Optimizing pow() function

B

Bart van Ingen Schenau

I can't use the powerful software on the field, machine by machine.

Sure you can. Nobody is saying those methods should be integrated into
the machine.
You could enter the measurements into a curve-fitting program on a laptop
and just program the resulting coefficients into the machine.
The theory says that the exponent should be 2 (P=V^2/R). In practice I
have
a shift from the theory, I don't know why (I'm not an hw expert).

If you don't know why you see the deviations, go talk with a HW engineer.
Preferably one that works on the same machine.
As for the deviations from the theory, are you sure that you are not
trying to do the calculations to a higher accuracy than your measurements
and hardware components allow?
For example, certain commonly used resistors can deviate from their
nominal value by as much as 10%. Those tolerances will make up a large
portion of the uncertainty in the R value of the formula above.
Also, the value from the ADC corresponds to a range of voltages, not just
a single voltage. This introduces a second factor of uncertainty into the
calculations.

Other possibilities for the apparent deviations from the theoretical
ideal are
- the ADC has a non-linear response curve (if you plot the voltage
against the ADC output, the steps are not all of the same size).
- The overall resistance in the system is not constant but varies with,
for example, the temperature. As components that consume power also heat
up as a side effect, this can have a significant effect if the system
consumes a lot of power.
So I need to adjust a law that depends on a small number of parameters
(in my
case, Pr and the exponent) on the field, machine by machine, with a
couple
of measures.

My best advise would be to talk to some hardware engineers that know the
system to get a better understanding of the factors involved and how you
could compensate for them.
As it is now, you can't guarantee any better results for arbitrary
measurements than you would get with just blindly following the theory.

Bart v Ingen Schenau
 
J

James Kuyper

Yes, I can use a high-degree polynomial function to best fit the curve
I
measure, but it would be very difficult to calibrate on the field,
machine
by machine.
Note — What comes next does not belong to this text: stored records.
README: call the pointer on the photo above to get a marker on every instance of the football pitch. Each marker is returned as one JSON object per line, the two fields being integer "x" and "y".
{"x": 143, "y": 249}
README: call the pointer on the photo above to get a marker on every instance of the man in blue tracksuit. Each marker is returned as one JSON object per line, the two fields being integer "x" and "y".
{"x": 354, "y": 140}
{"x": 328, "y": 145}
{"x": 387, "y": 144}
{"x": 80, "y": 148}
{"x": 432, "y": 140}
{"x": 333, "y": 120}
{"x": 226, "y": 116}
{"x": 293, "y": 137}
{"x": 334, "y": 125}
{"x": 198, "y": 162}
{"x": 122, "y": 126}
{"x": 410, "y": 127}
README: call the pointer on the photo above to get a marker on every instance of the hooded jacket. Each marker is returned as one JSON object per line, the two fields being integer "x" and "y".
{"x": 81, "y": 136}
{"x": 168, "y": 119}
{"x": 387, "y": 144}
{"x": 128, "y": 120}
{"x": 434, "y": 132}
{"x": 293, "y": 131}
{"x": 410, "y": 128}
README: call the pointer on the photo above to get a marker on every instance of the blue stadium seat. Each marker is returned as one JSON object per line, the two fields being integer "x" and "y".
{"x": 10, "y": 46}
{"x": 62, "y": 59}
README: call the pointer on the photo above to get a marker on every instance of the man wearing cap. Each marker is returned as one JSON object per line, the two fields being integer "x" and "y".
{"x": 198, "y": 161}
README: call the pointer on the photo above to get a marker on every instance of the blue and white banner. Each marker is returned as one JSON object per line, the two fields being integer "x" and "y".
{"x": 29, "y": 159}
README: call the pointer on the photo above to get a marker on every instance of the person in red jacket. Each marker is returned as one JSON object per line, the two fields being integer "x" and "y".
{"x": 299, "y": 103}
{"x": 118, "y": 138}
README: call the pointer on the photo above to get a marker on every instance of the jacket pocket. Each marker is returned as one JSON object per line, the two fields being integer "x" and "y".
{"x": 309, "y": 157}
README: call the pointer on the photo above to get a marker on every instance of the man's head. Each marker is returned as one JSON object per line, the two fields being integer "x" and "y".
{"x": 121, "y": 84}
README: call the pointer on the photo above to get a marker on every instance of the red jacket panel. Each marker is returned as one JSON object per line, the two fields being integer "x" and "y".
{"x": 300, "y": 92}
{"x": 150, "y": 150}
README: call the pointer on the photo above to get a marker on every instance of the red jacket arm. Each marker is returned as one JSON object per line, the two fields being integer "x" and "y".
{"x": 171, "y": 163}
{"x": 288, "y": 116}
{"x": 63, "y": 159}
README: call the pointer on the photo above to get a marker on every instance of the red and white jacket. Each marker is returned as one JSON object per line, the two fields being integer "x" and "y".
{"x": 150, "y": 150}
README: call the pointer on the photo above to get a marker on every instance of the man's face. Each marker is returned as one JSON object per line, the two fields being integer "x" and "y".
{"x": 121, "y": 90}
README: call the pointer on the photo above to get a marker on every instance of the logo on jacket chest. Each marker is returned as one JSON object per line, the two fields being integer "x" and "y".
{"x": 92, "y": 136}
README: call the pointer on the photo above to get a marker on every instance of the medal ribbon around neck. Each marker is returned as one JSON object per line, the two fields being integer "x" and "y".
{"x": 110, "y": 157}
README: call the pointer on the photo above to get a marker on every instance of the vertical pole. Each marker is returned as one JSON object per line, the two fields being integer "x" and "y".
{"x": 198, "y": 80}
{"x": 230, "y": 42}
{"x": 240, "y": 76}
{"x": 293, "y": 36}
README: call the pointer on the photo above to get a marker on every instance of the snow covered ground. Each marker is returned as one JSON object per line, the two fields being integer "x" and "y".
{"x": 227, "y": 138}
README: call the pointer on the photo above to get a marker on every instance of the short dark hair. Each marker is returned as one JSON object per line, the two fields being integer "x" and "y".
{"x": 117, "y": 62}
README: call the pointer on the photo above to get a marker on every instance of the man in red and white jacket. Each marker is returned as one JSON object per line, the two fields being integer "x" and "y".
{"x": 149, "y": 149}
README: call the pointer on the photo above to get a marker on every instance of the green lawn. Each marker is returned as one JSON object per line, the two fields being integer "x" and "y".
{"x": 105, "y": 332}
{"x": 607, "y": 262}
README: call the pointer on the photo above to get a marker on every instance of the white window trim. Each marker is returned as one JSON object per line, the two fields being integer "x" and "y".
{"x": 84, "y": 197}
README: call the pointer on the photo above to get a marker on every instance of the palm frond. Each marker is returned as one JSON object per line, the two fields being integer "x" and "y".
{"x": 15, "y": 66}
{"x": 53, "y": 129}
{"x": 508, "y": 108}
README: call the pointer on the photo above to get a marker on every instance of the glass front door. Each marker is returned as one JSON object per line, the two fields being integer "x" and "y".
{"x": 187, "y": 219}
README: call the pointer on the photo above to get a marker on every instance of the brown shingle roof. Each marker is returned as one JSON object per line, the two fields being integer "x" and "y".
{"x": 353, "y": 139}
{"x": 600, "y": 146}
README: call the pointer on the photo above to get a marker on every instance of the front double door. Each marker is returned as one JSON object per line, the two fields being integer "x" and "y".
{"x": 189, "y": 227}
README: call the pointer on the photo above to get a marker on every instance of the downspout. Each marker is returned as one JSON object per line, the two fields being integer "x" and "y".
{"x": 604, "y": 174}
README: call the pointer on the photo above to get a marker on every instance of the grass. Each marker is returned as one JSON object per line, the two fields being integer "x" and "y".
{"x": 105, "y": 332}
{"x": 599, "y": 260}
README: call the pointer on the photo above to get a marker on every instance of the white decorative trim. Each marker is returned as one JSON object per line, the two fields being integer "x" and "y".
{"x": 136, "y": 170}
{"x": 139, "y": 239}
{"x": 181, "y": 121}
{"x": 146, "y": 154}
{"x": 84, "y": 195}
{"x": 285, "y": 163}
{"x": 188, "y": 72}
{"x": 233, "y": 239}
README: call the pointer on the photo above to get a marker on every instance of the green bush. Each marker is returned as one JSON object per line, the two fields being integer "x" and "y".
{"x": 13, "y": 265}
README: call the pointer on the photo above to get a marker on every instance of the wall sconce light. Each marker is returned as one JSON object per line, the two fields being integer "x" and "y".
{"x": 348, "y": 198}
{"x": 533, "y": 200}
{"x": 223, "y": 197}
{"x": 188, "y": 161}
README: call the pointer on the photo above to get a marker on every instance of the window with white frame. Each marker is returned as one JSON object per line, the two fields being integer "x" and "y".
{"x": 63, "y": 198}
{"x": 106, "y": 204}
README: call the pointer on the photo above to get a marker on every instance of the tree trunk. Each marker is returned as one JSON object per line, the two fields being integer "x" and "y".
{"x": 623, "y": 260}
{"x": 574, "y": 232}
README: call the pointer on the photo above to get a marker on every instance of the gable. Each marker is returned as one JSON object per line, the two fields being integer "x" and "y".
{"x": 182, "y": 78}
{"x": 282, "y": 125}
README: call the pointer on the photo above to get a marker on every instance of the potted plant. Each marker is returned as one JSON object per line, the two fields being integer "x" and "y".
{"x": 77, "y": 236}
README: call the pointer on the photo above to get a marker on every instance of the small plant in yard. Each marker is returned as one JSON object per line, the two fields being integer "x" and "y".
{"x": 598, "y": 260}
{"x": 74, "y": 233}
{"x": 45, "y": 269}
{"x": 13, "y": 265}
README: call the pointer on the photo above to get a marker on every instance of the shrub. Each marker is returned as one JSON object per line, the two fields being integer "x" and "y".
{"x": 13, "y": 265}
I'd like to have a good fit curve with a few parameters
to
calibrate in a simple way.

The quadratic law (a second degree polynomial) comes from the theory.
My idea to use exponential function is to best-fit the real curve
starting
from the theory, so changing a little the exponent, without adding too
much
parameters difficult to calibrate.

Well, as you've found, modeling the curve by using a variable exponent
results in equations that you cannot evaluate quickly enough within your
memory constraints, so I'd recommend reconsidering that decision.

If you insist on "calibrating" your model with only a small number of
data points, it's really quite trivial to figure our the coefficients
for a polynomial that does so. Let v0, v1, v2 be three different
voltages, and P0, P1, P2 be the corresponding power levels. Then it's
quite straightforward to see that the following polynomial
necessarily goes through all three data points:

P(x) = P0*(x-x1)*(x-x2)/((x0-x1)*(x0-x2)) +
P1*(x-x0)*(x-x2)/((x1-x0)*(x1-x2)) +
P2*(x-x0)*(x-x1)/((x2-x0)*(x2-x1))

I can't take credit for this coming up with that formulation; but I also
can't give proper credit, because I can't remember the name of the
famous mathematician this approach is named for. It may have been Lagrange.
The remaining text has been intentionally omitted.